Vi um filme bem interessante. O título, como não raro acontece, não lhe faz jus: "Se enlouquecer não se apaixone". Trata de um menino, nos auge dos seus dezesseis anos - aquele tempo do qual todos sentimos falta - que pensa em suicidar-se e ao descobrir-se na sua bicicleta, quase a pular da ponte, resolve procurar ajuda em um pronto socorro. Acaba, após alguma insistência sua, internado na ala psiquiátrica do hospital e lá, enclausurado, aprende a apreciar da vida, o que muitos de nós já esqueceram.
O filme, ao contrário do que possa parecer, é denso sem ser piegas. Possui a leveza da narrativa toda em nome do próprio jovem e retrata de modo justo e sensível a vulnerabilidade humana.

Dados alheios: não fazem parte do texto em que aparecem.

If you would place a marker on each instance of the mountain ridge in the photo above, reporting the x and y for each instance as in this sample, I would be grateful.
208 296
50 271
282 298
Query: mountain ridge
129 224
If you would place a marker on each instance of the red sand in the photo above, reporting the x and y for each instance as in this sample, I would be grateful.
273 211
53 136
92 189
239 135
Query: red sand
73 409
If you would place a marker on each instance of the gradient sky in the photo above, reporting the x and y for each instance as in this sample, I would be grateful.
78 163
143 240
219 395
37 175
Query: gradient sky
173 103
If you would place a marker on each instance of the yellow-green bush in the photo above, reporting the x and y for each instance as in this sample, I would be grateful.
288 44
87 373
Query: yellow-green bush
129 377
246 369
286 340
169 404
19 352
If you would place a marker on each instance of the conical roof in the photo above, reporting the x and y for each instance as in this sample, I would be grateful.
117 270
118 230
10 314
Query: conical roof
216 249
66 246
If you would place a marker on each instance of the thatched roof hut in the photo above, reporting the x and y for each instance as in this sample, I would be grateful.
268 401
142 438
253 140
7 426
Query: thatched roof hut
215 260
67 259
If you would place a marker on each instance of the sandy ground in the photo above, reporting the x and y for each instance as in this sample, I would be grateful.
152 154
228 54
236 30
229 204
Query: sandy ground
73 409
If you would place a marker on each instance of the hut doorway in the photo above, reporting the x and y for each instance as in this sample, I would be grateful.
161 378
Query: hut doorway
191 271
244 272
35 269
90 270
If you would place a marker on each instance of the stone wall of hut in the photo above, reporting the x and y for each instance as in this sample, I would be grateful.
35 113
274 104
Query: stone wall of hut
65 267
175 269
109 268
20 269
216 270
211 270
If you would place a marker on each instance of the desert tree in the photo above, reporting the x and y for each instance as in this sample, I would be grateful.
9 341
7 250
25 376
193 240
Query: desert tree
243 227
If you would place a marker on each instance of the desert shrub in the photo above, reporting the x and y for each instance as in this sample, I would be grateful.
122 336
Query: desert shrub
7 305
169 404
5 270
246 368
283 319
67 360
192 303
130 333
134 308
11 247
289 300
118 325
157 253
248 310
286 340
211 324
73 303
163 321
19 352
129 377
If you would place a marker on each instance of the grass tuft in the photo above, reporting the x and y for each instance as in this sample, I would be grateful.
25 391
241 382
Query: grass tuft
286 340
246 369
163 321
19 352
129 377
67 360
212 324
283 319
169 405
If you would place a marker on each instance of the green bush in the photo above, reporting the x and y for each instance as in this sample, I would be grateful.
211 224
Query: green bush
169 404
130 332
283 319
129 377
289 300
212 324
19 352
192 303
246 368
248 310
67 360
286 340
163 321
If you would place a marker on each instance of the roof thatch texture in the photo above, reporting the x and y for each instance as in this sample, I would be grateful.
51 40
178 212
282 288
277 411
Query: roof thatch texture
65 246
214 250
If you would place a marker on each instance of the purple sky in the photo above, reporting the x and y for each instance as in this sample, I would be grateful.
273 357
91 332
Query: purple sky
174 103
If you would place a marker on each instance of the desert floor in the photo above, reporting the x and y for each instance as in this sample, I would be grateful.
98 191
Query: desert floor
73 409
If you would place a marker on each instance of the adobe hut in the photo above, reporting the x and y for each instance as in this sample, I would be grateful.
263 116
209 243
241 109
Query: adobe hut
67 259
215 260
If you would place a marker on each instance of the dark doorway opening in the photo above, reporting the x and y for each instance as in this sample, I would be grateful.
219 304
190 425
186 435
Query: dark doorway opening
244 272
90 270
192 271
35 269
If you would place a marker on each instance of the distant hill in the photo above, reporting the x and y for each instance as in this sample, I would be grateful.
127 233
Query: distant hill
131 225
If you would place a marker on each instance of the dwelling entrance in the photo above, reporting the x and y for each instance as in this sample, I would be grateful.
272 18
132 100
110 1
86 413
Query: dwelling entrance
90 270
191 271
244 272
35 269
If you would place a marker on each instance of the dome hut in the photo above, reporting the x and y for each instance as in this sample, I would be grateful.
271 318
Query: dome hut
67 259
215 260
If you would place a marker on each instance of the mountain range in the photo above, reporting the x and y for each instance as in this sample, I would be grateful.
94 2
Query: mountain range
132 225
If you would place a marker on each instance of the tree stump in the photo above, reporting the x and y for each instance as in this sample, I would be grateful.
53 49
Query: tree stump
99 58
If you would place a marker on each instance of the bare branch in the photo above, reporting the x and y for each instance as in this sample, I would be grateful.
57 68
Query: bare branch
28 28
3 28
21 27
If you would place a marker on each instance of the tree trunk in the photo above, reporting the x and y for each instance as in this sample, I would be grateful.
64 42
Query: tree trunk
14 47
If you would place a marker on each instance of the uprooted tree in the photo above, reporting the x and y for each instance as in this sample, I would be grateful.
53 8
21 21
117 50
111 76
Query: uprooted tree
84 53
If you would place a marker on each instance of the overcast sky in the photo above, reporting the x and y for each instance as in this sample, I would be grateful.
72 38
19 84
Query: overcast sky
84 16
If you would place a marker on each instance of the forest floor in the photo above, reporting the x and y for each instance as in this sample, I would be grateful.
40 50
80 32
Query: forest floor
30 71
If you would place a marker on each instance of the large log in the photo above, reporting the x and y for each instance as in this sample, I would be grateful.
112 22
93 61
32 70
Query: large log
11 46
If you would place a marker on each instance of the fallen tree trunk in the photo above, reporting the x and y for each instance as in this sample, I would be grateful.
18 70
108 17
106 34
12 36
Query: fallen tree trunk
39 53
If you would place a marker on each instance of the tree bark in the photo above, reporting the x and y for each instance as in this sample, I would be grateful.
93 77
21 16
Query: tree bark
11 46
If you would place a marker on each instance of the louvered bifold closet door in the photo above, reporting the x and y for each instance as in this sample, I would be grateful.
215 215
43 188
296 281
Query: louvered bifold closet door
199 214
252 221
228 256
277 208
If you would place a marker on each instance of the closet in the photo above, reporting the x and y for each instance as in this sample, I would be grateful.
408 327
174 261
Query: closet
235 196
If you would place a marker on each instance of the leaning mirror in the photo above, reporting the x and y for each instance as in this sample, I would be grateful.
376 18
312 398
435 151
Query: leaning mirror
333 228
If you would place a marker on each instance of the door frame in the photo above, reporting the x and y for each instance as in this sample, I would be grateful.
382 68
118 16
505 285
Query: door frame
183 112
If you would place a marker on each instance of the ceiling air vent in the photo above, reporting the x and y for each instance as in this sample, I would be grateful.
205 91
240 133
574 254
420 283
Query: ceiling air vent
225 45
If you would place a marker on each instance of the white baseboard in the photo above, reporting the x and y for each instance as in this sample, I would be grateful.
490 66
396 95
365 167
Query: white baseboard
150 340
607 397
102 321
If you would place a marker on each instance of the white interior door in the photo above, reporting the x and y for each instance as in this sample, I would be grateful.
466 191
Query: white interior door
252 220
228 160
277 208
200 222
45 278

O permitir-se vulnerável, na atualidade, antes de representar fraqueza, deve indicar coragem. Vivemos na época em que o parecer transcende o sentir. Temos de ser fortes, hábeis, bem sucedidos, bem amados, sadios, inteligentes, sempre. E para quê? Para quem? No final devemos mesmo satisfação aos nossos mais internos sentimentos. Estou sendo honesto com minhas aspirações verdadeiras?
O filme trata da liberdade. Libertar-se... dos papéis que nos são revelados com o amadurecer; das rotinas asfixiantes; do deslinde que acham escrito para a nossa vida.
E também revela a compaixão e a capacidade que todos possuem de interferir positivamente nas dores e insanidades alheias.
A mesma depressão que assolou o menino, vez por outra bate a nossa porta. Acredito que haja um véu, tênue até certo ponto, que nos separa da depressão, especialmente nos momentos agudos de dor. Como uma cortina transparente e fina a tocar-nos a face. Mas uma vez atravessada, torna-se densa, escura e, apenas com muito esforço, voltamos ao estágio anterior.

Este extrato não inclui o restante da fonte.